The COVID-19 pandemic has massively increased the prevalence of home working but, for some, working away from the office is far more than just a preference. In a guideline case on point, an Employment Tribunal (ET) emphasised the rights of carers who work from home in order to look after disabled loved ones.

The case concerned a building society manager who was employed under a home working contract because she was primary carer for her mother, who suffered from chronic obstructive pulmonary disease. After she was dismissed, purportedly on grounds of redundancy, she launched ET proceedings.

Upholding her unfair dismissal claim, the ET found that the reason for her dismissal was not redundancy but the desire of management to delete home working positions at her grade. The employer provided her with little rationale for that stance and was not prepared to engage with her unless she accepted the loss of her home working contract. That fell far outside the responses open to a reasonable employer.

In also upholding her complaint of indirect, associative disability discrimination, the ET noted that the Equality Act 2010 does not require the protected characteristic to be that of the complainant. The less favourable treatment simply has to be because of a protected characteristic and the woman could thus be subjected to discrimination because of her association, as a carer, with her disabled mother.

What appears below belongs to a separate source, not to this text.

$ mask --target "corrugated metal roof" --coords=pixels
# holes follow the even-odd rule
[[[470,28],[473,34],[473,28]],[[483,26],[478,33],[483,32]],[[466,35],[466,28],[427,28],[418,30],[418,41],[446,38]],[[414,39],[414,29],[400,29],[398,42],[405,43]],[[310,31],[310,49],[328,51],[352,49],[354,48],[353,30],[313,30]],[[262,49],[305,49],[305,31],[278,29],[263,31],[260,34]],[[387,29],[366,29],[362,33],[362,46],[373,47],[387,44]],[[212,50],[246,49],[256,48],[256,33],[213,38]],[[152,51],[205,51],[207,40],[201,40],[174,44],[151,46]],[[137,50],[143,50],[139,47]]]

The requirement that managers of her grade could no longer work from home on a full-time basis placed the woman at a substantial disadvantage due to her caring role. The employer had neither taken reasonable steps to avoid that disadvantage nor shown that the requirement that she base herself in the office was in pursuit of a legitimate aim. It was self-evident that carers for disabled people are less likely to be able to satisfy a requirement to be office-based.

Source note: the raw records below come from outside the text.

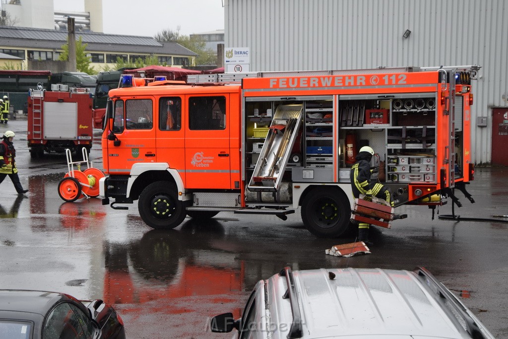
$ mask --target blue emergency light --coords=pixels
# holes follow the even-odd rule
[[[165,75],[156,75],[153,77],[154,81],[164,81],[167,80]]]
[[[122,74],[120,77],[118,87],[120,88],[132,87],[134,76],[132,74]]]

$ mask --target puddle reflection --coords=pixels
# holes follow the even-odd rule
[[[4,218],[18,218],[18,213],[19,213],[19,207],[21,205],[21,202],[25,197],[23,195],[18,195],[16,199],[14,199],[11,208],[7,209],[9,206],[9,202],[6,199],[2,200],[2,204],[0,204],[0,219]],[[28,199],[27,199],[28,200]]]

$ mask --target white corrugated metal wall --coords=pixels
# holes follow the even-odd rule
[[[490,162],[491,108],[508,106],[507,0],[225,0],[225,47],[249,47],[251,71],[482,66],[472,118],[488,126],[473,130],[473,159]]]

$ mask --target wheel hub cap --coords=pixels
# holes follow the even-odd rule
[[[167,217],[169,215],[169,199],[167,197],[157,196],[152,200],[152,211],[157,217]]]
[[[325,204],[321,207],[321,215],[325,220],[333,220],[337,216],[337,206],[334,204]]]

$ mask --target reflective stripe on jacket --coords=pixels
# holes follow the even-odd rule
[[[9,113],[9,108],[10,106],[9,103],[9,100],[6,100],[4,102],[4,105],[2,106],[2,111],[4,113]]]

The woman’s claim of indirect sex discrimination also succeeded on the basis of statistical evidence which established that significantly more women than men take primary responsibility for caring for elderly relatives at home. The employer was aware of her caring role and its attempt to make her give up home working had a significant disparate effect on her because of her sex. The amount of her compensation would be assessed at a further hearing, if not agreed.